Cartpole with Rainbow DQN

In this tutorial, we will be training a single Rainbow-DQN agent (without HPO) to beat the Gymnasium classic control cartpole environment. AgileRL is a deep reinforcement learning library, focussed on improving the RL training process through evolutionary hyperparameter optimisation (HPO), which has resulted in upto 10x faster HPO compared to other popular deep RL libraries. Check out the AgileRL github repository for more information about the library.

To complete the cartpole environment, the agent must learn to move the cart left or right to prevent the pole from falling.

agent-environment-diagram

Figure 1: Completed Cart-pole environment using an AgileRL Rainbow DQN agent

Rainbow-DQN Overview

Rainbow DQN is an extension of DQN that integrates multiple improvements and techniques to achieve state-of-the-art performance. These improvements include:

  • Double DQN (DDQN): Addresses the overestimation bias of Q-values by using two networks to decouple the selection and evaluation of the action in the Q-learning target.

  • Prioritized Experience Replay: Instead of uniformly sampling from the replay buffer, it samples more important transitions more frequently based on the magnitude of their temporal difference (TD) error.

  • Dueling Networks: Splits the Q-network into two separate streams — one for estimating the state value function and another for estimating the advantages for each action.
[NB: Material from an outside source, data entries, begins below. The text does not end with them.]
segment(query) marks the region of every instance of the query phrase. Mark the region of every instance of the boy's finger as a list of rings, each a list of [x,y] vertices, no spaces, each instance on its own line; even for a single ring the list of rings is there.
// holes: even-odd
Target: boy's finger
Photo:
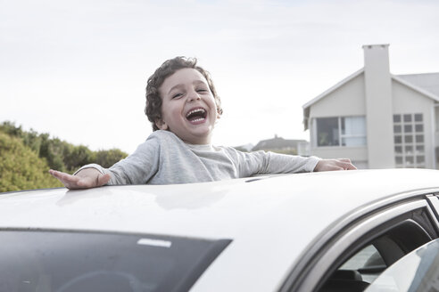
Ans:
[[[112,178],[112,176],[109,174],[100,174],[97,177],[97,185],[96,186],[100,187],[102,185],[104,185],[105,183],[107,183],[110,181],[111,178]]]

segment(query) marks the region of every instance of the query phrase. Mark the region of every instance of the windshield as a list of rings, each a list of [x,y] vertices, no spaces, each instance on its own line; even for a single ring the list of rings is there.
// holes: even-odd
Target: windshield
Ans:
[[[0,231],[0,291],[186,291],[228,239]]]

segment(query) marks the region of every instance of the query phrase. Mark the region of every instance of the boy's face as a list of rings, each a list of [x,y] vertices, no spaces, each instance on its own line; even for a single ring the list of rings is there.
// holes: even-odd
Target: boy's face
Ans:
[[[215,99],[206,78],[195,69],[181,69],[159,88],[162,120],[155,125],[170,130],[190,144],[211,142],[219,118]]]

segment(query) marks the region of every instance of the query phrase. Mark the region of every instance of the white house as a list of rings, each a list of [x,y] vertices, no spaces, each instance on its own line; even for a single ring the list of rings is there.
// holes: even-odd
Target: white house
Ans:
[[[311,153],[359,168],[436,168],[439,73],[393,75],[388,45],[363,50],[364,68],[303,105]]]

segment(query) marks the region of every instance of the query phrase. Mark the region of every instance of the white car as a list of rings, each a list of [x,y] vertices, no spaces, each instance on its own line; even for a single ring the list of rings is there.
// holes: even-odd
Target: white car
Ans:
[[[438,194],[425,169],[2,193],[0,291],[437,291]]]

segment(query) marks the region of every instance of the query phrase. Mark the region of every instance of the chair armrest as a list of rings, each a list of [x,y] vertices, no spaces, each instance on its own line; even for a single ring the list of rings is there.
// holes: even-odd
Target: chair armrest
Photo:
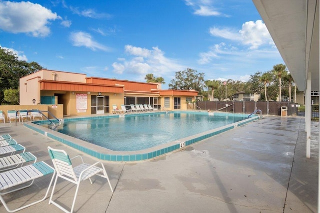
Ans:
[[[82,158],[82,156],[80,156],[80,155],[76,155],[76,156],[74,157],[73,158],[72,158],[70,159],[70,160],[73,160],[76,158],[80,158],[81,159],[81,161],[82,161],[82,163],[84,163],[84,159]]]

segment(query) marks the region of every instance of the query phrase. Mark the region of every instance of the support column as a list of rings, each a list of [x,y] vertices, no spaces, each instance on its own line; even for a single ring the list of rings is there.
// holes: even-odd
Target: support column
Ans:
[[[306,90],[306,158],[310,158],[311,143],[311,73],[308,72]]]

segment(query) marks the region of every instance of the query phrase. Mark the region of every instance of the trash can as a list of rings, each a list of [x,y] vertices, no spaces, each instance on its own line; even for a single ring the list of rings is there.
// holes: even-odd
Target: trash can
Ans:
[[[281,116],[286,116],[286,112],[288,111],[286,107],[281,107]]]

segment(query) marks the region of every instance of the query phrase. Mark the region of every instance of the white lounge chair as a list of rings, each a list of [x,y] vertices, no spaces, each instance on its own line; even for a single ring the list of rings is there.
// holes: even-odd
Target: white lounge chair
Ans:
[[[39,120],[40,120],[40,118],[41,118],[41,120],[43,120],[42,114],[38,111],[39,110],[38,109],[32,109],[31,110],[34,110],[30,112],[31,118],[34,119],[34,121],[35,120],[34,119],[36,118],[38,118]]]
[[[4,123],[6,123],[6,117],[4,117],[4,112],[2,110],[0,110],[0,121],[2,120],[3,121]]]
[[[2,196],[2,195],[29,187],[34,183],[34,180],[52,173],[53,173],[52,177],[51,179],[46,195],[43,198],[14,210],[9,209]],[[24,166],[22,167],[2,172],[0,173],[0,201],[1,201],[1,202],[4,205],[6,211],[11,213],[18,211],[40,203],[46,198],[55,174],[56,171],[54,168],[44,162],[36,163],[30,165]],[[31,182],[31,183],[27,186],[23,184],[30,182]],[[16,187],[21,185],[22,185],[22,186],[20,186],[18,189]],[[4,190],[8,190],[10,188],[13,188],[14,189],[2,192]],[[38,190],[38,189],[35,189],[34,190]],[[14,199],[14,197],[11,197],[11,199]]]
[[[152,107],[150,104],[148,104],[148,107],[149,108],[149,109],[150,109],[150,110],[151,111],[156,111],[158,109]]]
[[[112,104],[112,111],[111,111],[112,113],[116,113],[116,114],[119,114],[119,113],[124,113],[124,110],[120,109],[119,108],[118,108],[118,107],[116,106],[116,104]]]
[[[12,137],[11,137],[11,135],[9,135],[8,134],[0,135],[0,141],[6,139],[11,139],[12,138]]]
[[[0,157],[2,155],[12,155],[16,152],[22,151],[23,153],[25,151],[26,148],[19,144],[0,147]]]
[[[28,118],[30,118],[31,121],[31,115],[30,113],[28,113],[28,110],[26,109],[22,109],[19,110],[19,118],[21,119],[21,121],[24,122],[24,118],[26,118],[26,121],[28,121]]]
[[[12,138],[11,139],[2,140],[0,141],[0,147],[13,145],[16,144],[18,144],[16,141]]]
[[[148,105],[146,104],[144,104],[144,109],[146,109],[146,111],[150,111],[150,109],[149,109],[149,107],[148,107]]]
[[[143,104],[140,104],[139,106],[140,107],[140,109],[142,109],[142,112],[146,112],[147,111],[147,109],[144,107]]]
[[[84,163],[82,157],[79,155],[70,159],[69,158],[69,156],[64,150],[55,149],[52,148],[50,147],[48,147],[48,151],[49,152],[49,155],[52,160],[54,168],[56,171],[56,180],[54,180],[54,187],[52,189],[51,196],[50,196],[49,204],[52,204],[63,211],[65,212],[69,212],[65,208],[52,201],[52,197],[54,193],[54,189],[56,188],[56,184],[58,178],[61,178],[76,185],[76,189],[74,194],[74,201],[71,207],[71,210],[70,212],[70,213],[72,213],[74,211],[74,207],[76,199],[79,189],[80,183],[82,181],[89,179],[91,184],[92,184],[90,178],[94,175],[98,175],[106,179],[108,183],[109,183],[109,186],[110,187],[111,191],[112,193],[114,192],[114,190],[111,186],[111,184],[110,183],[110,181],[109,180],[109,178],[106,174],[106,171],[104,166],[102,163],[98,162],[95,164],[90,165]],[[82,164],[74,168],[72,165],[71,160],[77,157],[81,159]],[[100,167],[99,167],[98,166],[100,166]]]
[[[0,158],[0,171],[12,170],[22,167],[24,163],[36,161],[36,157],[29,152],[17,154],[16,155]]]
[[[131,110],[130,110],[130,109],[128,109],[127,108],[126,108],[126,106],[124,106],[124,104],[121,104],[120,105],[121,106],[121,109],[126,113],[129,113],[130,112],[131,112]]]
[[[20,122],[20,117],[18,115],[16,115],[16,111],[15,109],[8,110],[7,111],[6,114],[6,122],[8,122],[8,120],[10,123],[11,123],[11,120],[12,119],[14,119],[14,121],[16,121],[17,119],[19,119],[19,122]]]
[[[142,112],[142,109],[141,109],[140,108],[140,106],[139,106],[139,104],[136,104],[136,111],[137,112]]]
[[[138,112],[138,110],[136,109],[136,107],[134,107],[134,104],[130,104],[130,107],[131,107],[131,111],[132,112]]]

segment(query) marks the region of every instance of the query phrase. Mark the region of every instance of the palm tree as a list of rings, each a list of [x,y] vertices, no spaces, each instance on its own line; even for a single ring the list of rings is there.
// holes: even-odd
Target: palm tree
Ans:
[[[266,97],[266,84],[270,83],[272,80],[272,76],[270,72],[265,72],[260,77],[259,81],[262,82],[264,85],[264,97],[266,101],[268,101]]]
[[[146,80],[147,83],[152,82],[152,80],[154,79],[154,74],[152,73],[147,74],[146,75],[146,77],[144,77],[144,79]]]
[[[286,66],[284,64],[278,64],[274,66],[272,72],[279,78],[279,101],[281,101],[281,78],[286,73]]]
[[[284,79],[288,83],[288,89],[289,90],[289,100],[291,101],[291,86],[292,85],[292,82],[294,82],[294,79],[291,76],[291,74],[288,73],[288,74],[285,76]]]
[[[162,84],[164,84],[166,83],[164,79],[162,77],[158,77],[156,78],[156,80],[154,82],[156,83],[161,83]]]
[[[204,82],[206,85],[212,89],[211,91],[211,100],[214,100],[214,90],[219,88],[220,82],[218,80],[208,80]]]

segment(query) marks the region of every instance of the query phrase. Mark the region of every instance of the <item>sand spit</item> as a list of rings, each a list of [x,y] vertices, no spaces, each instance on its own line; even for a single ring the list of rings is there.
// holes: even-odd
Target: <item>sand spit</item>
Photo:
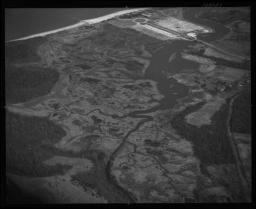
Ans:
[[[122,10],[122,11],[115,12],[115,13],[111,13],[111,14],[109,14],[109,15],[104,15],[104,16],[102,16],[102,17],[97,17],[97,18],[94,18],[94,19],[88,19],[88,20],[81,20],[81,21],[80,21],[80,22],[77,22],[76,24],[74,24],[73,25],[70,25],[70,26],[68,26],[61,27],[61,28],[56,29],[52,30],[52,31],[45,31],[45,32],[43,32],[43,33],[34,34],[34,35],[30,35],[30,36],[25,36],[25,37],[23,37],[23,38],[10,40],[10,41],[8,41],[8,42],[6,42],[26,40],[26,39],[29,39],[29,38],[38,37],[38,36],[46,36],[47,35],[49,35],[49,34],[54,33],[60,32],[60,31],[65,31],[65,30],[69,29],[71,29],[71,28],[74,28],[74,27],[79,27],[79,26],[83,26],[83,25],[86,24],[93,24],[98,23],[98,22],[102,22],[102,21],[104,21],[104,20],[110,19],[113,18],[113,17],[116,17],[116,16],[122,15],[124,15],[125,13],[138,12],[138,11],[140,11],[140,10],[147,10],[148,8],[136,8],[136,9]]]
They are then combined to produce Q-values.

  • Multi-step Learning (n-step returns): Instead of using just the immediate reward for learning, it uses multi-step returns which consider a sequence of future rewards.

  • Distributional RL: Instead of estimating the expected value of the cumulative future reward, it predicts the entire distribution of the cumulative future reward.

  • Noisy Nets: Adds noise directly to the weights of the network, providing a way to explore the environment without the need for epsilon-greedy exploration.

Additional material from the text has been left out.